Zu gleicher Erkenntniß führt uns die Untersuchung des Rumpfes, des Halses sowie des Kopfes und der Brust. Der Leib des Hundes ist mager, schlank und gestreckt, in den Weichen eingezogen, der Hals eher schwach und kurz, als derb, kräftig und lang, das Genick und die Stirnbildung der gerade Gegensatz zu den entsprechenden Theilen des Rindviehes, dessen Zugvermögen bekanntlich in der mächtigen Stirn und der Stärke des Nackens liegt. Das Brustskelet des Hundes ist zwar normal und nicht unkräftig gebaut, aber entfernt nicht mit dem Vordertheile der Einhufer, insbesondere unseres Zugpferdes zu vergleichen; dem Brustgerüste fehlt der mächtige Vor- und Aufbau, der den immerwährenden Gegendruck aushält, welchen die Fortbewegung von Lasten erheischt. Neben dem Körperbau fällt nun noch ein anderes Moment, das der Bewegung unseres Hundes, in’s Gewicht. Es ist der quere Gang desselben, wonach die Hinterbeine neben die Vorderläufe gesetzt werden, während beim geraden Gange unserer Zugthiere der Hinterfuß in die Spur des entsprechenden Vorderfußes tritt. Der schiefgehende Hund kann also nicht wie das Pferd, das Maulthier, der Esel etc. geradeaus ziehen, seine Brustgerüste gleichmäßig dem Gegendrucke hingeben, sondern wird bei dem Zugprocesse einseitig wirken und deshalb eine übergroße Kraftanstrengung anwenden müssen, um eine Last geradeaus zu bewegen.

Wenn wir alle diese hervorgehobenen Merkmale und Momente in’s Auge fassen und mit den einschlagenden Vergleichspunkten der zu Spanndiensten von jeher gebrauchten und herangebildeten Arten unserer Hausthiere zusammenhalten, so ergiebt sich uns gleichsam von selbst der Schluß, daß der Gebrauch des Hundes zum Ziehen ein – leider nur allzutief eingewurzelter – Mißbrauch ist.

„Aber“ – so hören wir im Geiste Manche einwenden, die es mit unserem Schützlinge nicht so ernst und genau nehmen wollen – „wir sehen doch die meisten Hunde mit ungemeinem Eifer vor den mannigfachen Fuhrwerken an uns vorüber eilen, gewiß ein Zeichen, daß die Thiere Neigung, Kraft und Ausdauer für den Zugdienst haben.
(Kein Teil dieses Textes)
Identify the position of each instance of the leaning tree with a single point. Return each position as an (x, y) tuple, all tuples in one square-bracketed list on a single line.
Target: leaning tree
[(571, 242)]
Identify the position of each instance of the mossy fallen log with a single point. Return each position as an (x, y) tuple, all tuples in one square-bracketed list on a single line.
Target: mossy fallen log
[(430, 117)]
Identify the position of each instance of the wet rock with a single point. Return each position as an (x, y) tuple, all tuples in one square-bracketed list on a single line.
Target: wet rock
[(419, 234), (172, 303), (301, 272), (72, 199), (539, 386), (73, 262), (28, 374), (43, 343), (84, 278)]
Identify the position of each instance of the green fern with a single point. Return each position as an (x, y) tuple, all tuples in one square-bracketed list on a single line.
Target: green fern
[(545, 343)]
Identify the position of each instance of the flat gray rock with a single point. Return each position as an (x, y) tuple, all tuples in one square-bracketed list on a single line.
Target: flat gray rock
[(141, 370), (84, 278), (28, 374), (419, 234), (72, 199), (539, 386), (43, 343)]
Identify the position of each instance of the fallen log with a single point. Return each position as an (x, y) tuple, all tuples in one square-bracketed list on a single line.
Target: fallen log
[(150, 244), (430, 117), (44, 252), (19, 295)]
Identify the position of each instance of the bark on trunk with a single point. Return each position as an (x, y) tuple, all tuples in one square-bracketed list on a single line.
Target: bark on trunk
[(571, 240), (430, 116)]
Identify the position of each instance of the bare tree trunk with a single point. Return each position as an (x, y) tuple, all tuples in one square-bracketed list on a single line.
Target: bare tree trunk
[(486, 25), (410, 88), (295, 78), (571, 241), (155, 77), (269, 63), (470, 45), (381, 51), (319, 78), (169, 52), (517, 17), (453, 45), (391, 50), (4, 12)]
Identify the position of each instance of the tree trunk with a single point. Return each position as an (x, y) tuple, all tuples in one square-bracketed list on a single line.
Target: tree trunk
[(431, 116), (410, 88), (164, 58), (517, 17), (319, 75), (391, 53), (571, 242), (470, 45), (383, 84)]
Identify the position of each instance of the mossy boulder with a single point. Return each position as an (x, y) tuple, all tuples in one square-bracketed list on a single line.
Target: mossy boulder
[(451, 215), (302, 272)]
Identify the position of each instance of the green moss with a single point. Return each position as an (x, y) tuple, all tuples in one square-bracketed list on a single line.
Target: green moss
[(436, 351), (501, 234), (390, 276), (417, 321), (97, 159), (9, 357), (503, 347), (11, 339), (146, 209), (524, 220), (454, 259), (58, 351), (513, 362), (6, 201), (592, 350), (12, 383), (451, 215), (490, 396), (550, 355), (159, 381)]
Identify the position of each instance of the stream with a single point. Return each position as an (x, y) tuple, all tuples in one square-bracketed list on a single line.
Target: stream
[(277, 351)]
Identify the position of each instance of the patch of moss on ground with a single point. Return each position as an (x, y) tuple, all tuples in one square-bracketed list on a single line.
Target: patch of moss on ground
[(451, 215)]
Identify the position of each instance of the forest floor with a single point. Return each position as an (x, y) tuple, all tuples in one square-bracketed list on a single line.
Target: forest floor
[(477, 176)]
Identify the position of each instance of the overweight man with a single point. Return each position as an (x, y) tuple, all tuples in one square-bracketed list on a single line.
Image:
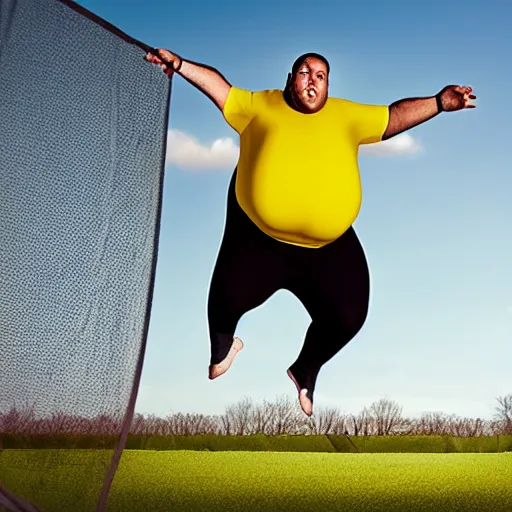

Fliegen ingleichen nicht die Eskimos, die Sibirier, die Kamtschadalen, die Hasenindianer und viele andere nordische Stämme mit Hundeschlitten über die Schnee- und Eisfelder dahin, und könnten diese Völker ohne den Hund sich ergiebig fortbewegen, ihre Jagd betreiben, mit einem Worte: leben?“

In diese und ähnliche Einwendungen mischt sich wohl auch der alte Sermon und die Logik der teleologischen und theologischen Stimmen. Der Hund – so mag es aus diesen Lagern schallen – sowie überhaupt das Thier ist blos geschaffen zum unbedingten Dienste des Menschen, warum nicht auch zum Zug- und Lastthiere? Das verstand- und seelenlose Thier ist allein um des Menschen willen da, der für dasselbe denkt.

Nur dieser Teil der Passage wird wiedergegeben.